0

I'm not particularly well-educated in mathematics. I've been reading about the, 'curse of dimensionality,' and how distance metrics become meaningless in high-dimensional spaces.

I then thought: What if you treat each dimension in a high-dimensional vector as a 1D scalar, and find the vector with the nearest scalar value for the same dimension. Then, you add the index for this, 'single-dimension nearest neighbor,' to a new vector. You iterate through this process for every dimension in the vector and in the end, you define the nearest neighbor as the vector that appears most often in the vector of single-dimensional nearest neighbors.

Is this utter nonsense from a mathematical perspective? I have no idea how to even begin analyzing the efficacy of this mathematically.

Rushabh Mehta
  • 13,663
  • " I've been reading about the, 'curse of dimensionality,' and how distance metrics become meaningless in high-dimensional spaces." Never heard of it. Can you fill me in? Distance metrics are no problem from finite dimensions and the Euclid metric $\sqrt{\sum_{k=1}^n (x_k-y_k)^2}$ is fairly standard. Now, infinite dimensions may have an issue, which yours doesn't solve. – fleablood Jan 21 '21 at 00:42
  • I don't really understand the approach. Could you do an example for us to see? Also, @fleablood is right: we do have distance metrics in finite dimensions, however large (in fact, we have infinitely many of them). Also, don't pick random tags for your question. I've edited the tags to something more appropriate. – Rushabh Mehta Jan 21 '21 at 00:43
  • Ah... I read up. https://en.wikipedia.org/wiki/Curse_of_dimensionality. The issue isn't that it's hard to have metrics. Its that statistically the distances between two points will be very insignificant due to the high number of dimensions will make variation minimal. – fleablood Jan 21 '21 at 00:47
  • @fleablood: the question https://stats.stackexchange.com/questions/99171/why-is-euclidean-distance-not-a-good-metric-in-high-dimensions has some quotes that show where this is coming from. The Euclidean metric is well defined in high dimensions, but the volume distribution makes some of our usual concepts not useful – Ross Millikan Jan 21 '21 at 00:47
  • @RossMillikan gotcha! Okay, but the OP's method (which seems to be a variation of the Euclidean metric.... good job for the OP; creative analysis and (perceived) problem solving...) unfortunately doesn't address the issue of volume distribution, sadly. – fleablood Jan 21 '21 at 00:50
  • Just so you know, there are some algorithms to try to mitigate the "curse of dimensionality". See Laplacian Eigenmaps, for example. – Ty Jensen Jan 21 '21 at 01:03

1 Answers1

1

When you make a definition like this there are two criteria of interest.
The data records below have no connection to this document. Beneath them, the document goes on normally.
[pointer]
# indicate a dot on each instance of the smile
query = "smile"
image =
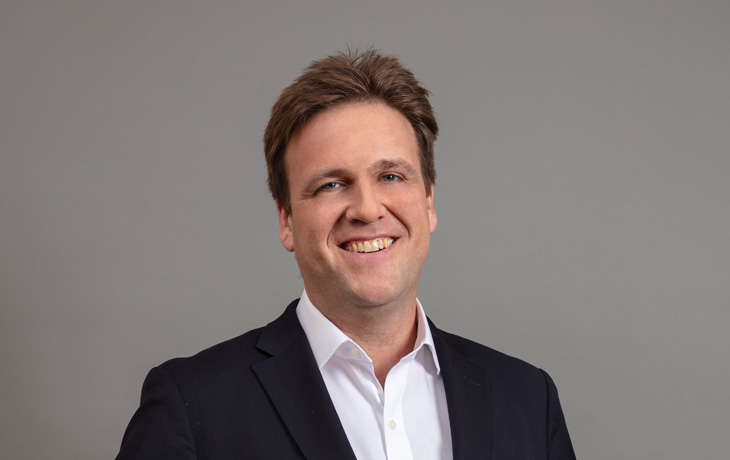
(368, 245)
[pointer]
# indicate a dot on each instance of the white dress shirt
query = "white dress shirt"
(406, 420)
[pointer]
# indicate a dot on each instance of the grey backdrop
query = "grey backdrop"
(583, 200)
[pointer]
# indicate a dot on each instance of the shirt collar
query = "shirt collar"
(325, 338)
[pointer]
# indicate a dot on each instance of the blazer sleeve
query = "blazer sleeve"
(559, 446)
(160, 429)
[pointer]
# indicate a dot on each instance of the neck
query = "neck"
(386, 333)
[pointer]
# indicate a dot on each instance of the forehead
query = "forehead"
(352, 128)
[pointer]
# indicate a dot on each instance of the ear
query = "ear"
(432, 220)
(286, 234)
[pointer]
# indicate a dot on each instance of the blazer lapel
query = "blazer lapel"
(294, 384)
(468, 399)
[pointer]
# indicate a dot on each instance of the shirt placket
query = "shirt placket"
(394, 429)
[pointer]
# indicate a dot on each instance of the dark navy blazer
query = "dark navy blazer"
(261, 396)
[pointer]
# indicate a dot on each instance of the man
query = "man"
(353, 369)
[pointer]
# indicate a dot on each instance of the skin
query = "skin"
(354, 175)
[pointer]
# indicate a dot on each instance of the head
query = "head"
(344, 78)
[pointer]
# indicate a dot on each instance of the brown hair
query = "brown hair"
(350, 76)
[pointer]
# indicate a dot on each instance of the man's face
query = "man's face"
(355, 182)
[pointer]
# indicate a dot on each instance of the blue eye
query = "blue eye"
(330, 186)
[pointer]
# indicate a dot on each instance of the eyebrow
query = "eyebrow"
(314, 181)
(383, 165)
(398, 165)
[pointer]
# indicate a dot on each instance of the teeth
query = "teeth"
(370, 246)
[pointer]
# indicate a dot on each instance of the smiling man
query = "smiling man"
(352, 369)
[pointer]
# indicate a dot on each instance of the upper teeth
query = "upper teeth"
(370, 245)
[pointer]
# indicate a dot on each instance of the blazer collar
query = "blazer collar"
(467, 396)
(293, 382)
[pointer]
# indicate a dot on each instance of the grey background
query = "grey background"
(582, 194)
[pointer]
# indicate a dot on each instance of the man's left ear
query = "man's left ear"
(286, 235)
(432, 220)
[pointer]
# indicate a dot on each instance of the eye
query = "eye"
(329, 186)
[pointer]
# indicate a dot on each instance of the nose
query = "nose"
(366, 205)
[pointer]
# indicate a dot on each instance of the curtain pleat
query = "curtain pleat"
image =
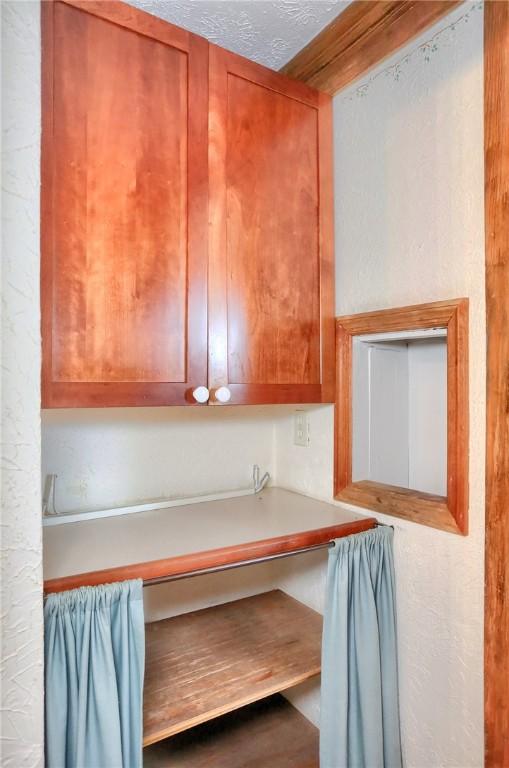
(359, 725)
(94, 666)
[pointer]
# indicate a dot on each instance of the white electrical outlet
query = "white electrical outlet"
(301, 429)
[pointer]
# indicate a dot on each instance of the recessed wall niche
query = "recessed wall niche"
(401, 431)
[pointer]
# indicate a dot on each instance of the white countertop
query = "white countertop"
(114, 542)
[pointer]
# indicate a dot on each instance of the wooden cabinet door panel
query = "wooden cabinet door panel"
(124, 207)
(271, 335)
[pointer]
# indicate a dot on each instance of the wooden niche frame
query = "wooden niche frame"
(448, 513)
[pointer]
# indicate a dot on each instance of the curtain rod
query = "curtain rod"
(243, 563)
(239, 564)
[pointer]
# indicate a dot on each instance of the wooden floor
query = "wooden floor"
(203, 664)
(266, 734)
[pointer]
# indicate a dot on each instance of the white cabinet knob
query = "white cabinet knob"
(201, 394)
(223, 394)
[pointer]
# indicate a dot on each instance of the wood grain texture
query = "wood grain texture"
(203, 664)
(123, 270)
(496, 622)
(363, 35)
(189, 564)
(271, 266)
(448, 513)
(267, 733)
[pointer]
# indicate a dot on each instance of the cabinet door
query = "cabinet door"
(124, 207)
(271, 329)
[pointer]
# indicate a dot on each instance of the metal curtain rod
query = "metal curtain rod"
(242, 563)
(239, 564)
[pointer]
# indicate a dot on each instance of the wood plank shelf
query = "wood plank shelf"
(174, 541)
(266, 734)
(203, 664)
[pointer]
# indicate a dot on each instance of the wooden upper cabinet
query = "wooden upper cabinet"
(124, 207)
(186, 218)
(271, 296)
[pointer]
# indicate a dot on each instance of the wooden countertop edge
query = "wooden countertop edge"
(197, 561)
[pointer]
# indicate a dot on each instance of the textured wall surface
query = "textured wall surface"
(21, 585)
(409, 228)
(270, 32)
(116, 456)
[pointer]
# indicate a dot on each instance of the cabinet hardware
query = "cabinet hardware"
(201, 394)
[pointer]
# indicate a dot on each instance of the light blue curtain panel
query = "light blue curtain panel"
(95, 660)
(359, 698)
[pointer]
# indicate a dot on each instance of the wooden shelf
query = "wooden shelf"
(203, 664)
(179, 540)
(267, 734)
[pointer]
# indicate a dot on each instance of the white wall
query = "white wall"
(21, 575)
(409, 229)
(114, 456)
(409, 202)
(427, 409)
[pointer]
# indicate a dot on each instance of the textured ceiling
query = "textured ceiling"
(270, 32)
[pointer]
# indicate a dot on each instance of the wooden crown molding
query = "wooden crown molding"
(448, 513)
(364, 34)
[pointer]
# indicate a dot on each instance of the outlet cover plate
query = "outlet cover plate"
(301, 429)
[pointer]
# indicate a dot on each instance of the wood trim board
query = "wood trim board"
(496, 610)
(174, 541)
(448, 513)
(363, 35)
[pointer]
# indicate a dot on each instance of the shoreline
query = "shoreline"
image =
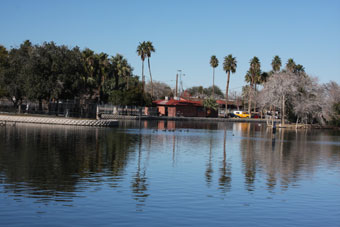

The first is whether it is well defined-is it clear what vector it will choose as the nearest neighbor. The second is whether it is useful. I think well defined fails here. If you choose one vector out of a group of $10,000$ in $100$ dimensional space, it sounds like you will find the vectors that are closest in each coordinate direction to the chosen vector and take a plurality vote among them. If you have many more vectors than dimensions, the nearest vector in each dimension may be different, so each of them gets one vote. Which is the nearest? Maybe you just want to make a list of the several nearest vectors. That will clearly be well defined.

Whether it is interesting depends on whether the vector or vectors you select as nearest neighbor(s) are similar to the original one in the sense of interest to you and your community. I can't comment on that.

Ross Millikan
  • 374,822